As I spoke she drew herself away from me. My hand had unconsciously rested on her hair, for at first she had leaned her head towards me. When I had finished she took my hand by the wrist and gripped it as if she would choke a snake ere she dropped it at arm’s-length. I knew that our interview was at an end.
“Go!” she commanded, pointing to the door. “One day you shall know how precious is the love you have so lightly cast aside. In a dark, dread hour, you, Hugo Gottfried, shall sue as a suppliant. And I shall deny you. There shall come a day when you shall abase yourself—even as you have seen Ysolinde the Princess abase herself to Hugo, the son of the Red Axe of the Wolf mark. Go, I tell you! Go—ere I slay you with my knife!”
And she flashed a keen double-edged blade from some recess of her silken serpentine dress.
“My lady, hear me,” I pleaded. “Out of the depths of my heart I protest to you—”
“Bah!” she cried, with a sudden uprising of tigerish fierceness in her eyes, quick and chill as the glitter of her steel. “Go, I tell you, ere I be tempted to strike! Your heart!

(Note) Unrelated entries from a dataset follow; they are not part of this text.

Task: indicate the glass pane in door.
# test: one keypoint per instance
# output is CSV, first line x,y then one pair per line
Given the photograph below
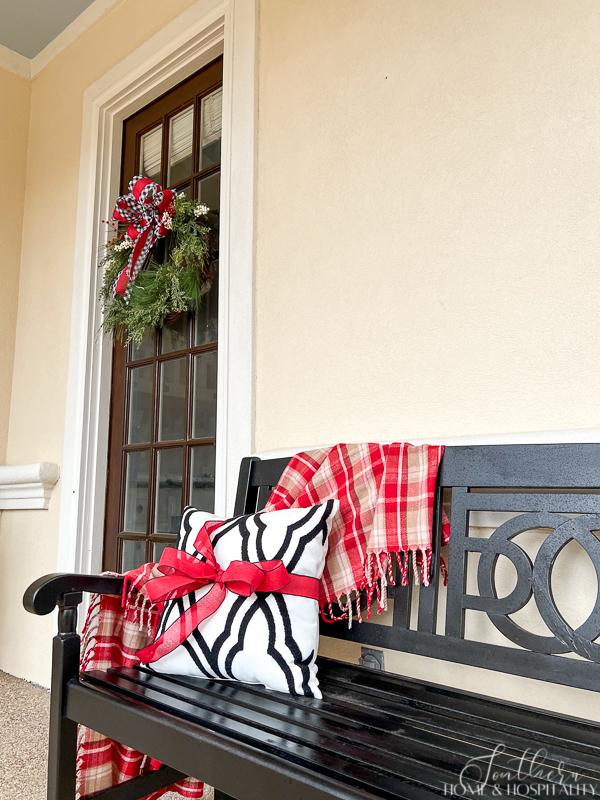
x,y
169,486
141,396
172,400
136,491
181,134
202,483
205,395
133,553
164,402
210,129
150,154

Why, man, there is nothing in your heart but empty words out of monks’ copy-books and proverbs dry and rotten as last year’s leaves. Ye have seen me abased. By the lords of hell, I will abase you, Executioner’s son! Aye, and you yourself, Hugo Gottfried, shall work out in flowing blood and bitter tears the doom of the pale trembling girl for whom you have rejected and despised Ysolinde, Princess of Plassenburg!”
THE RED AXE DIES STANDING UP
How I stumbled down the stairs and found myself outside the house in the Weiss Thor I do not know. Whether the servitor, Sir Respectable, showed me out or not has quite passed from me. I only remember that I came upon myself waiting outside the gate of Bishop Peter’s palace ringing at a bell which sounded ghostly enough, tinkling like a cracked kettle behind the door.
The lattice clicked and a face peeped out.
“Get hence, night-raker!” cried a voice. “Wherefore do you come here so untimeously, profaning the holy quiet of our minster-close?”
“There was no very holy calm in the kitchen t’other night, Peter Swinehead!” said I, my wits coming mechanically back to me at the familiar sound.
“Ha, Sir Blackamoor, ’tis you; surely your chafts have grown strangely white, or else are my eyes serving me foully in the torchlight.”
Instinctively I covered as much of my face as I could with my cloak’s cape, for indeed I had washed it ere I went forth to see the Lady Ysolinde.
“’Tis that you have slipped too much of the Rhenish down thy gullet, old comrade,” said I, slapping Peter on the back and getting before him so that he might remark nothing more.
At that, being well pleased with my calling him comrade, he lighted me cordially to my chamber, and there left me to the sleepless meditation of the night.